We have that $f(0) = 0$ and $f(x+1) = f(x)+f(1)+2x$ and thus $f(x+1) - f(x) = f(1)+2x$. Then we see that $f(0) = f(x)+f(-x)-2x^2 \implies f(x)+f(-x) = 2x^2$. Then I get stuck since I don't see what I can do next.
Define $g(x)=f(x)-x^2$. Then by the above equation, $$g(x+y)+(x+y)^2=g(x)+x^2+g(y)+y^2+2xy \implies g(x+y)=g(x)+g(y)$$
To solve the latter, note that $g(0)=0$, and $g(cx)=cg(x)$ for all integers $c$. Let $\frac{p}{q}$ be any rational number, then replace $x$ by $\frac{x}{c}$ in the equation $g(cx)=cg(x)$ to get: $$g(x)=cg\biggl(\frac{x}{c}\biggr).$$
Now, $$ g\biggl(\frac{px}{q}\biggr) = pg\biggl(\frac{x}{q}\biggr) = \frac{p}{q}g(x) $$ Given that $g$ is continuous, it follows that $g(cx)=cg(x)$ for all real numbers (use the sequential definition of continuity).

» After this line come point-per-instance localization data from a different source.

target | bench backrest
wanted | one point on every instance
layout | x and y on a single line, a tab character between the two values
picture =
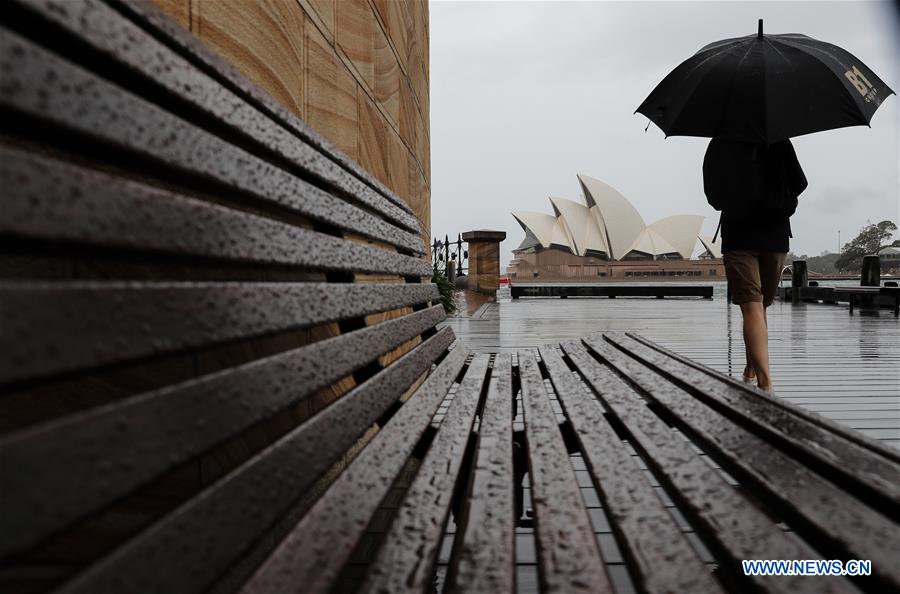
205	305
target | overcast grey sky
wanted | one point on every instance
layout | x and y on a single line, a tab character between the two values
524	95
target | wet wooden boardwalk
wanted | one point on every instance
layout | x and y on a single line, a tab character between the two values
844	367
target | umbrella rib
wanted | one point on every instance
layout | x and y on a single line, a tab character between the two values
731	85
703	77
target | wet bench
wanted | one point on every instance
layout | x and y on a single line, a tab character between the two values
223	370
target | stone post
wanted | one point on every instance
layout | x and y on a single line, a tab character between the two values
871	273
484	260
798	279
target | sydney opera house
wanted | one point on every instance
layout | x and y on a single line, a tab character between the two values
606	237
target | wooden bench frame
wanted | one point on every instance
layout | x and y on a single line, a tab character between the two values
201	392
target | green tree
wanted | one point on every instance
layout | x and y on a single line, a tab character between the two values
870	240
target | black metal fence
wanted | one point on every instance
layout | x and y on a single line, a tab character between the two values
445	251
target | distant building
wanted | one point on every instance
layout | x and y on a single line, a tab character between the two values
607	237
889	259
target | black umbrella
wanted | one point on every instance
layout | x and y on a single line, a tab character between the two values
765	88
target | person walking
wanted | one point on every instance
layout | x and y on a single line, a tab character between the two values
756	187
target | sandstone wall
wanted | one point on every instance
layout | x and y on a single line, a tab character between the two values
355	70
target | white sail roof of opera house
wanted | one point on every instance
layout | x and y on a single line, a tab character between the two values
607	224
713	247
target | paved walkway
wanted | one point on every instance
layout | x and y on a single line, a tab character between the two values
844	367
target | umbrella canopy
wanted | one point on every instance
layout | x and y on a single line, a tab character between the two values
765	88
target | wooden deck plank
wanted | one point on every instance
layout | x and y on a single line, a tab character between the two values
843	526
833	449
486	552
405	561
819	355
656	547
569	559
726	517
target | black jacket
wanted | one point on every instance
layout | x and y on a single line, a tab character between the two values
756	188
746	178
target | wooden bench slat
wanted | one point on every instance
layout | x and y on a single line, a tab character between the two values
331	165
568	554
405	561
124	42
48	87
724	515
334	525
197	542
109	212
840	520
46	325
840	456
113	449
486	546
655	546
799	413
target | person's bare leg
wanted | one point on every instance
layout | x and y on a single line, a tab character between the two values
756	341
749	372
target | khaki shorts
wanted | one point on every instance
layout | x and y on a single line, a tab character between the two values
753	275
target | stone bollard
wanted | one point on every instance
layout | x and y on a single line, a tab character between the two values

Thus, suppose $g(1)=k$ for some constant $k$, then for every $x$, $g(x)=kx$. It follows that $g(x)$ is always of this form, and hence $f(x)$ is of the form $kx+x^2$ for some constant $k$. Let's confirm $kx+x^2$ for fun: $$ f(x+y) = k(x+y)+(x+y)^2 = kx + x^2 + ky + y^2 + 2xy = f(x)+f(y)+2xy $$ Hence the answer.